The most common processing approach in the time or space domain is enhancement of the input signal through a method called filtering. Digital filtering generally consists of some linear transformation of a number of surrounding samples around the current sample of the input or output signal. There are various ways to characterize filters; for example:
A linear filter is a linear transformation of input samples; other filters are nonlinear. Linear filters satisfy the superposition principle, i.e. if an input is a weighted linear combination of different signals, the output is a similarly weighted linear combination of the corresponding output signals.
A causal filter uses only previous samples of the input or output signals; while a non-causal filter uses future input samples. A non-causal filter can usually be changed into a causal filter by adding a delay to it.
A time-invariant filter has constant properties over time; other filters such as adaptive filters change in time.
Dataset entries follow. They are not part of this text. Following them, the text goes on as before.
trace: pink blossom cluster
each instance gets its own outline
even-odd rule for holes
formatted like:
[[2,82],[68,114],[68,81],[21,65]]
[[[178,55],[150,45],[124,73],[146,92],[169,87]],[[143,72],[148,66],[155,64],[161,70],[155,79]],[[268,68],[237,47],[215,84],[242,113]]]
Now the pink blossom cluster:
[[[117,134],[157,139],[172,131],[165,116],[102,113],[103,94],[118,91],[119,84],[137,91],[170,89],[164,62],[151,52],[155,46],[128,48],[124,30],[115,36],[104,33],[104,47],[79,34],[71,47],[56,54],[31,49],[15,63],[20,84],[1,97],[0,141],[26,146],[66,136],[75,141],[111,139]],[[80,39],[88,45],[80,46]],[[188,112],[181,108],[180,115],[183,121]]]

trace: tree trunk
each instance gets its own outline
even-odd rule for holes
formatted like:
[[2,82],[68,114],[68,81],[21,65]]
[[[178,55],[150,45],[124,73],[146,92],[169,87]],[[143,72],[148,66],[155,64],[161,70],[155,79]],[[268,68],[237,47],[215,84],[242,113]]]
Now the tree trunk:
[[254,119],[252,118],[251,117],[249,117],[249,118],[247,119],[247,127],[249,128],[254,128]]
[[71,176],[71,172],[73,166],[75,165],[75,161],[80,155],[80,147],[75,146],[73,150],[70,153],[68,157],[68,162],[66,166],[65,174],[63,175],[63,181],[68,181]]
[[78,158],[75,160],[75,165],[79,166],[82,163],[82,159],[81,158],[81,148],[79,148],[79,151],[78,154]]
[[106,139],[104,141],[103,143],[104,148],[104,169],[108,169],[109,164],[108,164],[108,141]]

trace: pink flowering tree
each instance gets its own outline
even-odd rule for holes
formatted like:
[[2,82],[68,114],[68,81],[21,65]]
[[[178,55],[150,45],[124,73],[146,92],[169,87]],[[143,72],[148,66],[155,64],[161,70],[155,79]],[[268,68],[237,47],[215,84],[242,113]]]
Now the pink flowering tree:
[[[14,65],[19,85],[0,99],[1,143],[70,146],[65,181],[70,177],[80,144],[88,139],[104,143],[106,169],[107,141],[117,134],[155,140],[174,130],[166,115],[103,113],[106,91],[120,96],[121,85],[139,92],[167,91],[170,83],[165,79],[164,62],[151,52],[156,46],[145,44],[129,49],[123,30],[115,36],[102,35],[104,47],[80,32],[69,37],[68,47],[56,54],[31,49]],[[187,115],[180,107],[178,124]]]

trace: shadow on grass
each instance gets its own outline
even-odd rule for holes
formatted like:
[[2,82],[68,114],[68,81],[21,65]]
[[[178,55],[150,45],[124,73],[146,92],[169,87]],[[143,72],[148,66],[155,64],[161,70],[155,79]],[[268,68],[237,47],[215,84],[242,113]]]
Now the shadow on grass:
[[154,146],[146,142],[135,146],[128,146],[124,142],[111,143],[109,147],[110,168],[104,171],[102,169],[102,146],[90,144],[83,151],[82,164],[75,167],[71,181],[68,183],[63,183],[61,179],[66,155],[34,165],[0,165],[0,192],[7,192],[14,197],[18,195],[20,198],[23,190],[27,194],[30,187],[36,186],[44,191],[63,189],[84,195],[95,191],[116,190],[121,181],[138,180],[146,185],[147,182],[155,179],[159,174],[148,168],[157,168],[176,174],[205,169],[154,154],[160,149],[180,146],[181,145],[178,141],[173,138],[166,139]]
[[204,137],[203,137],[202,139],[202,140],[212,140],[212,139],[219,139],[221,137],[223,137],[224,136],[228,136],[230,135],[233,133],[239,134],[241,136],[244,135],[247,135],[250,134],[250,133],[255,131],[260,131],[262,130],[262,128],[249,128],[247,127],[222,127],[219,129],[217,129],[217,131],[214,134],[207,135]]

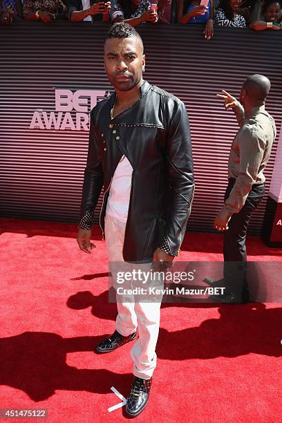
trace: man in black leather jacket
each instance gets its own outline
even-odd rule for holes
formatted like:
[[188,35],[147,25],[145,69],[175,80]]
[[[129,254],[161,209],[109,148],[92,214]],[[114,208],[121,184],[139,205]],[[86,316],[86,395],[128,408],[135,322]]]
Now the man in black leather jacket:
[[[172,262],[183,241],[194,191],[185,106],[142,79],[143,44],[129,25],[111,27],[104,65],[115,93],[91,112],[78,244],[90,254],[93,210],[104,185],[100,225],[110,262]],[[135,377],[126,404],[127,414],[135,417],[147,404],[156,366],[160,301],[132,305],[117,300],[117,306],[115,330],[95,350],[108,352],[133,340],[138,326],[139,339],[131,350]]]

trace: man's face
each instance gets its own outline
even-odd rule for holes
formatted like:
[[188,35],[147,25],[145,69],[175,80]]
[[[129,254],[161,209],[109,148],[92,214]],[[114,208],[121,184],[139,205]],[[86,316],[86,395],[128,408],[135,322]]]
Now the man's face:
[[241,3],[242,0],[229,0],[230,8],[233,12],[237,12]]
[[267,22],[277,22],[280,17],[280,6],[279,3],[270,4],[265,12]]
[[120,91],[128,91],[142,79],[145,56],[138,38],[110,38],[106,41],[104,63],[109,80]]

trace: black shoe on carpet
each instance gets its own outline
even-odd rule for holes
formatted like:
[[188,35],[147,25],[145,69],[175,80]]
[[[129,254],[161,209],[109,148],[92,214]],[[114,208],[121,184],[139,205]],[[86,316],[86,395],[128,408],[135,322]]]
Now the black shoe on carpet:
[[113,335],[104,338],[98,345],[95,347],[95,351],[100,354],[104,354],[105,352],[110,352],[116,350],[122,345],[127,344],[131,341],[133,341],[136,338],[137,332],[134,332],[128,337],[123,337],[117,330],[113,333]]

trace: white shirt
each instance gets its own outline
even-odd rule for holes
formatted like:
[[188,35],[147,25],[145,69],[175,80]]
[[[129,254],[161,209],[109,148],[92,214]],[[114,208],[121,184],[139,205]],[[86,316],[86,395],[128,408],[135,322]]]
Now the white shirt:
[[106,213],[126,223],[131,189],[132,166],[123,156],[113,174],[109,193]]
[[[82,0],[82,9],[85,10],[86,9],[88,9],[90,8],[90,0]],[[84,21],[92,21],[91,17],[86,16],[86,18],[83,19]]]

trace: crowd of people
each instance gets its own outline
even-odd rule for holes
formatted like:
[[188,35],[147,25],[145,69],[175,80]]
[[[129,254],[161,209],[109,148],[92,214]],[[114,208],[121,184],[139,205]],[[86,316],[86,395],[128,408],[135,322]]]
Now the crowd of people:
[[[1,0],[0,0],[1,1]],[[249,26],[254,30],[282,29],[282,8],[276,0],[3,0],[0,23],[32,19],[48,24],[124,21],[136,26],[151,24],[205,25],[209,40],[214,26]]]

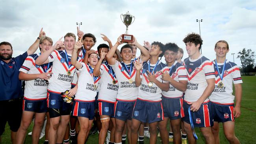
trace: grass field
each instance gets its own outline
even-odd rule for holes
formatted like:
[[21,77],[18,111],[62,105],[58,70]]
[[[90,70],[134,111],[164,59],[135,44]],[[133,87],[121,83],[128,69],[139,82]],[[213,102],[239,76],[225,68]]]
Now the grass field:
[[[256,120],[256,76],[248,76],[242,77],[243,83],[243,98],[241,104],[241,114],[239,118],[236,119],[235,133],[241,144],[256,144],[256,124],[254,123]],[[222,130],[222,125],[220,125],[220,138],[221,144],[228,143],[224,136]],[[30,127],[28,133],[31,131],[32,126]],[[198,144],[204,143],[203,137],[200,132],[199,129],[196,128],[196,131],[198,137]],[[2,144],[10,144],[10,131],[7,124],[6,127],[6,131],[2,136]],[[160,138],[158,138],[157,143],[160,144]],[[42,144],[44,138],[39,143]],[[145,144],[149,144],[149,139],[145,138]],[[31,137],[26,136],[25,144],[31,143]],[[89,137],[87,144],[98,143],[98,134]],[[126,140],[126,143],[128,141]]]

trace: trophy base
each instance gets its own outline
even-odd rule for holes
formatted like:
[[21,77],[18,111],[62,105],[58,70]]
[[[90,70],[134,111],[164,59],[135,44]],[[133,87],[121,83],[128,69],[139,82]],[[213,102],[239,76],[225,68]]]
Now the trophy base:
[[134,36],[132,35],[124,34],[122,35],[122,41],[121,42],[124,43],[133,42]]

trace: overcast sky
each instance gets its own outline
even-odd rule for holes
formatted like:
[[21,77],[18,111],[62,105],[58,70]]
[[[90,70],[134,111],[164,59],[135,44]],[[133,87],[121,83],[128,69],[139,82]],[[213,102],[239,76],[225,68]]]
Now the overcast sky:
[[239,66],[239,51],[245,48],[256,51],[255,0],[0,0],[0,41],[11,43],[13,56],[27,50],[41,28],[55,43],[67,32],[76,35],[77,22],[82,22],[80,29],[85,33],[96,37],[93,49],[106,43],[101,33],[114,43],[125,32],[120,15],[128,11],[135,17],[129,33],[141,44],[144,40],[175,42],[184,50],[184,58],[188,55],[182,40],[188,33],[199,33],[197,19],[203,19],[202,54],[210,60],[215,58],[214,46],[220,40],[229,44],[227,59],[233,61],[231,54],[235,53]]

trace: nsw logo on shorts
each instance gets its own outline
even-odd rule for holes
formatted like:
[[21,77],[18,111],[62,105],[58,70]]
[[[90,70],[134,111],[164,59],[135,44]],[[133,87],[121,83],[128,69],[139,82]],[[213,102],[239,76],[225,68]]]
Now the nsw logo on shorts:
[[120,116],[122,115],[122,112],[120,111],[117,111],[117,115],[118,116]]
[[138,111],[134,111],[134,116],[137,116],[139,115]]
[[65,59],[64,58],[60,58],[60,62],[61,63],[64,63],[65,62]]
[[32,103],[28,103],[27,104],[27,107],[28,107],[29,109],[31,109],[32,107]]
[[108,107],[105,107],[104,108],[104,111],[106,113],[108,113],[108,111],[109,110],[109,109]]
[[85,113],[85,109],[81,109],[81,113],[83,114]]
[[56,104],[56,100],[51,100],[51,105],[53,105]]

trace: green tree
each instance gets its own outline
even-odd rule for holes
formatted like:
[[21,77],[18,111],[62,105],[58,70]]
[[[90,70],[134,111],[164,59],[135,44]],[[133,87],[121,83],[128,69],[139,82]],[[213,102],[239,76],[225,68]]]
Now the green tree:
[[248,73],[250,72],[249,71],[251,70],[251,68],[249,68],[249,67],[253,67],[255,62],[255,53],[250,49],[246,50],[244,48],[237,54],[237,58],[239,58],[241,61],[243,72]]

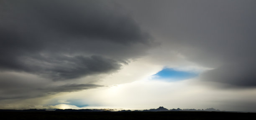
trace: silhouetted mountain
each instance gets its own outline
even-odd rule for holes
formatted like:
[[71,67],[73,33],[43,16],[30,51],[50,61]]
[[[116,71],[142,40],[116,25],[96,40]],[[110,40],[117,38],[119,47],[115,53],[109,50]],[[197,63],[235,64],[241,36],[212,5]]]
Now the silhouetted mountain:
[[158,108],[156,109],[149,109],[149,110],[143,110],[142,111],[143,112],[148,112],[148,111],[158,112],[158,111],[169,111],[169,110],[167,109],[166,109],[164,108],[164,107],[159,107],[159,108]]
[[[50,111],[56,111],[56,112],[115,112],[114,109],[56,109],[55,110],[51,109]],[[195,109],[183,109],[182,110],[179,108],[177,108],[177,109],[172,109],[169,110],[168,109],[164,108],[164,107],[159,107],[157,109],[151,109],[149,110],[135,110],[134,111],[131,111],[131,110],[122,110],[118,111],[118,112],[160,112],[160,111],[220,111],[219,110],[216,110],[213,108],[207,108],[205,110],[204,109],[198,109],[196,110]],[[45,111],[49,111],[49,110],[37,110],[37,109],[29,109],[29,110],[0,110],[1,111],[5,111],[5,112],[45,112]]]
[[205,110],[205,111],[220,111],[219,110],[216,110],[213,108],[207,108]]

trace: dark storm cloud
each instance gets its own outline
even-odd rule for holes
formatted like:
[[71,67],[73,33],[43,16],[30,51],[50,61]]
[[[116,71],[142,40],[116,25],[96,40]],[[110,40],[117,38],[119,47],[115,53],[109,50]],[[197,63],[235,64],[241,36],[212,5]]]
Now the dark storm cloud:
[[153,42],[108,2],[1,0],[0,70],[61,80],[119,70]]
[[180,52],[200,65],[215,69],[203,73],[204,80],[256,86],[255,0],[124,3],[170,50]]
[[0,74],[0,99],[45,97],[61,92],[78,91],[104,86],[93,84],[54,85],[45,78],[38,78],[29,74],[22,75],[6,72]]

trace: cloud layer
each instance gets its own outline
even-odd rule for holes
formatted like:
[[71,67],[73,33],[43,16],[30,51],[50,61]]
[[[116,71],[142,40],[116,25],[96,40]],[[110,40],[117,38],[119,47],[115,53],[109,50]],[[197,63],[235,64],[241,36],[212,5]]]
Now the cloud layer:
[[103,1],[1,2],[2,70],[54,80],[108,73],[152,44],[130,16]]

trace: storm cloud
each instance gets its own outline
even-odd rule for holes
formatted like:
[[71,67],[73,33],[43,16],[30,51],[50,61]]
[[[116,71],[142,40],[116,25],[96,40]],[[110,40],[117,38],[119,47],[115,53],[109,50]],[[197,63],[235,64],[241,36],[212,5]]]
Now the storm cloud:
[[0,70],[57,80],[119,70],[153,41],[109,2],[1,0]]
[[166,50],[215,69],[203,73],[202,80],[256,86],[255,1],[144,2],[123,5],[134,10],[136,19],[151,30]]

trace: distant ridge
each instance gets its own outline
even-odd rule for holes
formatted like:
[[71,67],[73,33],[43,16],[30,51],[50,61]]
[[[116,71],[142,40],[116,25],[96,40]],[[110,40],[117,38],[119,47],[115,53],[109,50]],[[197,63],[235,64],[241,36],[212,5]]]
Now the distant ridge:
[[195,109],[181,109],[179,108],[168,110],[164,107],[159,107],[157,109],[151,109],[149,110],[135,110],[131,111],[131,110],[122,110],[118,111],[114,111],[114,109],[56,109],[56,110],[37,110],[28,109],[24,110],[0,110],[1,111],[22,111],[22,112],[46,112],[46,111],[56,111],[56,112],[161,112],[161,111],[221,111],[219,110],[216,110],[213,108],[207,108],[205,110]]

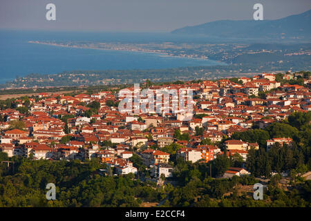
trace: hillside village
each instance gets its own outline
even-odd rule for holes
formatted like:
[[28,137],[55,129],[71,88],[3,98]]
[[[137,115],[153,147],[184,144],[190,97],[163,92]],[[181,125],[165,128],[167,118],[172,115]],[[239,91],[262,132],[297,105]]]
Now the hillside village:
[[[287,73],[283,79],[301,78]],[[219,156],[240,156],[238,168],[223,174],[249,174],[245,166],[249,150],[275,144],[291,146],[292,138],[275,137],[265,144],[234,139],[233,135],[263,129],[285,120],[293,113],[311,110],[311,79],[303,86],[279,82],[276,75],[263,73],[238,80],[164,84],[150,90],[191,89],[194,116],[182,121],[178,113],[121,113],[122,99],[112,91],[72,96],[41,93],[16,99],[0,111],[0,149],[8,157],[50,160],[97,158],[107,165],[103,173],[137,174],[133,159],[140,158],[151,177],[173,176],[172,161],[181,157],[207,163]],[[147,86],[146,84],[144,85]],[[128,88],[133,91],[133,87]]]

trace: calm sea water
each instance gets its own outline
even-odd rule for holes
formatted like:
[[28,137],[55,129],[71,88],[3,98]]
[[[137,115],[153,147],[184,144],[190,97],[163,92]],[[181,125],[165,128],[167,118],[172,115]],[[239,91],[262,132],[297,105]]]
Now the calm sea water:
[[215,61],[163,57],[156,54],[55,47],[28,41],[86,41],[148,43],[194,41],[169,33],[0,31],[0,84],[30,73],[55,74],[74,70],[169,68],[219,65]]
A stable filter produces an output that converges to a constant value with time, or remains bounded within a finite interval. An unstable filter can produce an output that grows without bounds, with bounded or even zero input.
A finite impulse response (FIR) filter uses only the input signals, while an infinite impulse response (IIR) filter uses both the input signal and previous samples of the output signal. FIR filters are always stable, while IIR filters may be unstable.
A filter can be represented by a block diagram, which can then be used to derive a sample processing algorithm to implement the filter with hardware instructions. A filter may also be described as a difference equation, a collection of zeros and poles or an impulse response or step response.
The output of a linear digital filter to any given input may be calculated by convolving the input signal with the impulse response.